Well, today marks year number 7 for me here at F5 Networks. 1998 seems so long ago and F5 has changed so much in those years. I was going to include an image of Seven of Nine in this post but didn't want to imply that I would only be here for 2 more years B-).

Anyway, here's my trip down F5 Memory lane:

  • bigconfig - this was BIG-IP's first actual GUI. I was actually hired as a Windows developer to build a Win32 based app that could manage the BIG-IP remotely from a Windows machine. I quickly talked our VP of development, who has since moved on, into using a web based management approach. The core for this framework is still intact in the latest 4.x version of BIG-IP.
  • LINK-IT - Before BIG-IP and 3-DNS were able to run side by side on the same platform, they needed a way to communicate with each other. This was before the days of SOAP and WebServices and THE way to communicate across devices on a Unix platform was with CORBA. We currently had a fairly extensive remote library for our internal communications we decided that it would be best for us and our customers if we made this public. So we built a formal SDK, brought in the marketing folks, and whalah... iControl was born. (BTW, I still don't know why iControl is listed as a "Product" on our website when it's a core feature to all our products. The SDK is a product so I guess that it does make sense now that I think about it...)
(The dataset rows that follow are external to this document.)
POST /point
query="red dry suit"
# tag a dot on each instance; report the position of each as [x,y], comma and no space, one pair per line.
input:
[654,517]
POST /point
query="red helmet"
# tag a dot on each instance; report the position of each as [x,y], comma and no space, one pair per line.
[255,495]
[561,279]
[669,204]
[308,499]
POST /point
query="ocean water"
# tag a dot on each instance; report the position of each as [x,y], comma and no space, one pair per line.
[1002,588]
  • SEE-IT - This was F5's first attempt at a remote management application. I led the team in the design of this windows-based monitoring and management system. We didn't want to go the CORBA route on Windows so we built our own HTTP based XML format. This was before the days of SOAP so we had to bake up our own.
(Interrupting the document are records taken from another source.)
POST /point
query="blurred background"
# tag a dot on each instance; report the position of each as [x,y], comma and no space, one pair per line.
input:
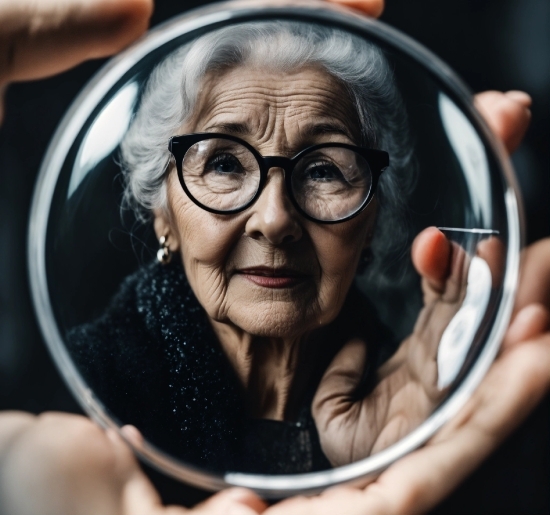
[492,44]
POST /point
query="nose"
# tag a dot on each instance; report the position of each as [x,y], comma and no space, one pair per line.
[274,218]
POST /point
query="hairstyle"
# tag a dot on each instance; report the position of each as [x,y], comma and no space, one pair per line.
[171,92]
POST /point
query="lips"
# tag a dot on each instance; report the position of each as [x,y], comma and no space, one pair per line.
[273,277]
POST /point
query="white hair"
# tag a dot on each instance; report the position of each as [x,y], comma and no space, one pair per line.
[172,90]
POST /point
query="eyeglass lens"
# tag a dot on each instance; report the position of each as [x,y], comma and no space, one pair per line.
[328,184]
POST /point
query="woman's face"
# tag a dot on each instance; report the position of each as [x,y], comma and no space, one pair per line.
[268,271]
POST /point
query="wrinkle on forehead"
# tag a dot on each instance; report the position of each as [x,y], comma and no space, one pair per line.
[280,111]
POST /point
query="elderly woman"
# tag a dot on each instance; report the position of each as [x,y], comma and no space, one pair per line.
[259,150]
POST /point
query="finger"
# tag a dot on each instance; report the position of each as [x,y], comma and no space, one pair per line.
[507,114]
[531,321]
[431,252]
[236,501]
[534,285]
[511,389]
[336,389]
[41,38]
[372,8]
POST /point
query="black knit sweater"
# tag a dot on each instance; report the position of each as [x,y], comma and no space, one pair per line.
[153,360]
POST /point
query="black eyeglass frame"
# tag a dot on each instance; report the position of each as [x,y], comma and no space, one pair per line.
[378,161]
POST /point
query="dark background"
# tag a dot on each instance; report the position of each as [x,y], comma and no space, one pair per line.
[492,44]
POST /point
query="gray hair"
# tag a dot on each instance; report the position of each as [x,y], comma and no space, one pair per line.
[172,90]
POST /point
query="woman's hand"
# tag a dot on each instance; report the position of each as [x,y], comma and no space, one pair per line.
[64,464]
[514,385]
[407,387]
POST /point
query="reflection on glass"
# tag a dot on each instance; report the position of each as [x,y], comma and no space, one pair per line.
[300,311]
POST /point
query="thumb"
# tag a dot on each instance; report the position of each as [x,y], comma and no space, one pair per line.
[44,37]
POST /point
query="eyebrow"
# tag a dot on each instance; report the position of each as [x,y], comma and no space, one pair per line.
[232,128]
[318,129]
[312,130]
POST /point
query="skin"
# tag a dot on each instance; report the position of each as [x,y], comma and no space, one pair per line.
[263,329]
[517,381]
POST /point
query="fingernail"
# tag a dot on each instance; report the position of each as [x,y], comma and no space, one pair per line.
[521,97]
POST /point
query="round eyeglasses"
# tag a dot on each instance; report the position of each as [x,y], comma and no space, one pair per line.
[327,183]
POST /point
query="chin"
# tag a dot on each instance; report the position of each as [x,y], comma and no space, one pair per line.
[275,321]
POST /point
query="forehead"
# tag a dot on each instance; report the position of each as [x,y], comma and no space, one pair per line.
[257,97]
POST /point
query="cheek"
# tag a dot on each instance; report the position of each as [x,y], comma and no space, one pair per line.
[338,249]
[206,242]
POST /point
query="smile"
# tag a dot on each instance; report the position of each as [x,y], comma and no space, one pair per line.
[273,277]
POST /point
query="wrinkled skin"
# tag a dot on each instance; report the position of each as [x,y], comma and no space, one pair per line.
[93,473]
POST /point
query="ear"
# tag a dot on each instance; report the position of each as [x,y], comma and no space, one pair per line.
[164,227]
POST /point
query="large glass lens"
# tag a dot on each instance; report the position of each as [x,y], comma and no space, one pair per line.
[221,174]
[331,183]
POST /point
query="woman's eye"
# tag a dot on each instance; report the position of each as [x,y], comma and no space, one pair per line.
[224,164]
[322,172]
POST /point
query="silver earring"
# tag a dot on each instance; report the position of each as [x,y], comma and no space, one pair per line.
[164,254]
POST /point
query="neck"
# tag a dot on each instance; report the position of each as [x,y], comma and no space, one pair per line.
[274,372]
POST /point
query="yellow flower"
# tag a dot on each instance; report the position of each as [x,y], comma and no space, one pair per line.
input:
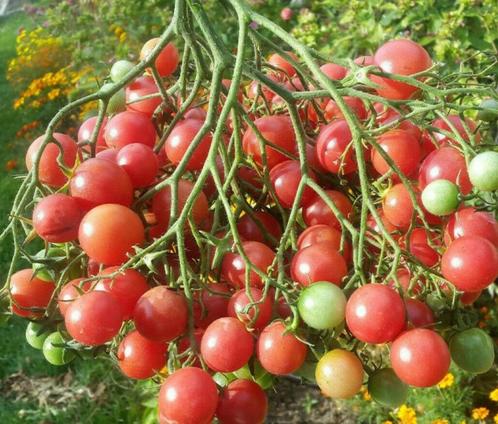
[480,413]
[447,381]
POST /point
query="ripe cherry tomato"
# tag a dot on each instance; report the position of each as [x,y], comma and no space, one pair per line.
[318,262]
[108,233]
[279,351]
[339,374]
[470,263]
[318,212]
[420,357]
[161,314]
[242,402]
[167,60]
[226,345]
[93,318]
[233,266]
[375,313]
[401,57]
[188,396]
[130,127]
[285,178]
[141,87]
[56,218]
[29,294]
[49,171]
[402,148]
[275,129]
[139,357]
[180,140]
[258,314]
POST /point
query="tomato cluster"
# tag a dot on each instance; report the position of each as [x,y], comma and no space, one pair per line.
[240,290]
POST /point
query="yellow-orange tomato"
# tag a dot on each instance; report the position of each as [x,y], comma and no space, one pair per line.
[339,374]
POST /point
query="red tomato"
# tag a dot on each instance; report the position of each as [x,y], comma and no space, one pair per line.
[420,357]
[139,357]
[71,291]
[97,181]
[140,163]
[445,163]
[399,57]
[180,140]
[49,171]
[94,318]
[285,178]
[29,294]
[257,228]
[226,345]
[375,314]
[279,351]
[418,313]
[318,262]
[161,314]
[210,304]
[402,148]
[108,233]
[470,263]
[233,267]
[167,60]
[56,218]
[126,288]
[258,314]
[242,402]
[275,129]
[141,87]
[317,212]
[130,127]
  • iControl - I mentioned above about how LINK-IT turned into iControl. Well, version 1.0 of the SDK that supported only CORBA wasn't met with much demand from our customers. Mainly, I believe, this was due to the fact that our customer base were mainly network admins who didn't have strong coding backgrounds. We took this as a hint that we needed a simpler model to allow our customers to make our "Application Aware Network" a reality. We introduced our first XML based API support on October 5, 2001 which was before the whole SOAP thing really took off. I think we made a good choice as SOAP is now the defacto standard for XML remote management. Now without restricting the developers into a specific ORB, we could support any of the languages out there that had SOAP toolkits (well over 50 to date). Perl allowed the network admins to build dynamic "scripts". .NET and Java allowed the web developers to integrate into their existing web applications. This really opened up many new doors for our customers, and as a consequence, brought the "application developers" into our new list of customers.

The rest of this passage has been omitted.